On Tuesday, the Institute for Supply Management releases its latest snapshot of the American service sector, which is expected to show slightly slower expansion. The ISM index is expected to come in at 54, down from 54.4 in September.
The communique from last week’s meeting of the Federal Reserve left the impression that the central bank could decide to start winding up its $85-billion in monthly asset purchases as soon as December.
Gold stocks led TSX gainers as December bullion moved ahead $1.50 to US$1,314.70 an ounce. The gold index was up just over three per cent as Kinross Gold (TSX:K) moved up 24 cents to C$5.24 while Goldcorp (TSX:G) improved by 75 cents to $26.09.
The base metals sector also provided major support, ahead 1.17 per cent while December copper lost five cents to US$3.25 a pound. Lundin Mining (TSX:LUN) rose 17 cents to C$4.78 and Teck Resources (TSX:TCK.B) was up 37 cents to $28.57.
BlackBerry pushed the TSX tech sector down 2.3 per cent. But elsewhere in the sector, Celestica (TSX:CLS) rose 26 cents to $11.52.
December crude on the New York Mercantile Exchange gained a penny to US$94.62 a barrel and the energy sector was slightly lower.

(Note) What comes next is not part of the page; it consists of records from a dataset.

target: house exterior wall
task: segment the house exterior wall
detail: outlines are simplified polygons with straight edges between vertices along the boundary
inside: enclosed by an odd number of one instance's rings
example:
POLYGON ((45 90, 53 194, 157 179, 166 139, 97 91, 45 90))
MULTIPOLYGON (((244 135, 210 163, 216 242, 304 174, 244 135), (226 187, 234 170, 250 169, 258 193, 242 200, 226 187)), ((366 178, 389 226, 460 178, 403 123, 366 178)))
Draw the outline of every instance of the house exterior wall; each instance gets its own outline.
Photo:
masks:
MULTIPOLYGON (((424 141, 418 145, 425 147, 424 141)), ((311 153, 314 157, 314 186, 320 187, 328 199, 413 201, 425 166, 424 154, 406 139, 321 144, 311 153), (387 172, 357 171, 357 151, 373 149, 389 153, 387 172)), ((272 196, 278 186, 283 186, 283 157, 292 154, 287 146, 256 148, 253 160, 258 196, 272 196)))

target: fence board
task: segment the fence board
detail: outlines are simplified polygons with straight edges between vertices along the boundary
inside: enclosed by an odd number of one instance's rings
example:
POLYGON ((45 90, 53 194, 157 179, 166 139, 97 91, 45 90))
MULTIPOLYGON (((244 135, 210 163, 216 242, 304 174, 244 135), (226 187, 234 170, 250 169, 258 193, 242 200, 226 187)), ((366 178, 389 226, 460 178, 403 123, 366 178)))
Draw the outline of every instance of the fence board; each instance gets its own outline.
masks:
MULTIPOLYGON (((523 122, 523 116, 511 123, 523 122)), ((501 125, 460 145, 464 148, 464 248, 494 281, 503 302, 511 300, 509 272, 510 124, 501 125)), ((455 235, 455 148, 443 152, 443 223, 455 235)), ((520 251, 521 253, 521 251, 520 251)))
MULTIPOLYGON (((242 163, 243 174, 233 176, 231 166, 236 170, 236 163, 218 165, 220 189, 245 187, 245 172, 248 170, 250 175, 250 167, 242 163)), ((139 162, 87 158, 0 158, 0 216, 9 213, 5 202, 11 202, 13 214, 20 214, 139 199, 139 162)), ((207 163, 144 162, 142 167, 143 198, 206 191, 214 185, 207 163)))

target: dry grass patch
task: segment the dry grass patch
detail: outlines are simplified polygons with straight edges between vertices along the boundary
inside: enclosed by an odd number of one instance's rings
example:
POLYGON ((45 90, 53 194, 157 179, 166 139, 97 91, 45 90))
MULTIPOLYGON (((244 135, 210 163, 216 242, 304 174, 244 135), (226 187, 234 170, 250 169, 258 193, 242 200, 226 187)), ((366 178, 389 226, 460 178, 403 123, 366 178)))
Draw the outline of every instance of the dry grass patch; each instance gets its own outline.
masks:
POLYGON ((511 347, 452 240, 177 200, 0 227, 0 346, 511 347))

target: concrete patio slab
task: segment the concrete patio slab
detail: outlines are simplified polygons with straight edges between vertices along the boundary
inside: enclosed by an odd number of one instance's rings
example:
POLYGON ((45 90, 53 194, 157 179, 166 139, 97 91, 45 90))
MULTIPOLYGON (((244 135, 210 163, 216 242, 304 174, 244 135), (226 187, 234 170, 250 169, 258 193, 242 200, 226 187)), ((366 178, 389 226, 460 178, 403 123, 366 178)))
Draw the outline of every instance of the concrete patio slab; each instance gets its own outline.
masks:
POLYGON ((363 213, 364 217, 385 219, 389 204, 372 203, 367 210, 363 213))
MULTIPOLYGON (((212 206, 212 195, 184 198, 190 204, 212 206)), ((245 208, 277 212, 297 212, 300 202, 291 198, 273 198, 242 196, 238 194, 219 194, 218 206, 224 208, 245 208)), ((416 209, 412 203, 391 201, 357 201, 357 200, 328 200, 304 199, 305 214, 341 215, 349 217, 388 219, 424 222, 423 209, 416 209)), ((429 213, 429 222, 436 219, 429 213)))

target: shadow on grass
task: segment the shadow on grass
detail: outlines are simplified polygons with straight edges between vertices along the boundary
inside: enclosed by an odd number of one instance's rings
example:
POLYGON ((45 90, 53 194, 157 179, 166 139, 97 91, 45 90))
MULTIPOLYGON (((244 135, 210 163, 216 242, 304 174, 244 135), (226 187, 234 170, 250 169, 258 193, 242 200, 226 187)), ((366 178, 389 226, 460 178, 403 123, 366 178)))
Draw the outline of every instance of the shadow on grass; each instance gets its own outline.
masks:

Meanwhile, investors will take in plenty of earnings reports this week including WestJet (TSX:WJA) on Tuesday, pipeline company Enbridge (TSX:ENB) and auto parts giant Magna International (TSX:MGA) on Wednesday. Thursday is the heaviest day for earnings as traders will hear from Tim Hortons (TSX:THI), BCE (TSX:BCE), Canadian Tire (TSX:CTC.A), Canadian Natural Resources (TSX:CNQ) and insurance giants Sun Life Financial (TSX:SLF), Manulife Financial (TSX:MFC) and Great West Lifeco (TSX:GWO).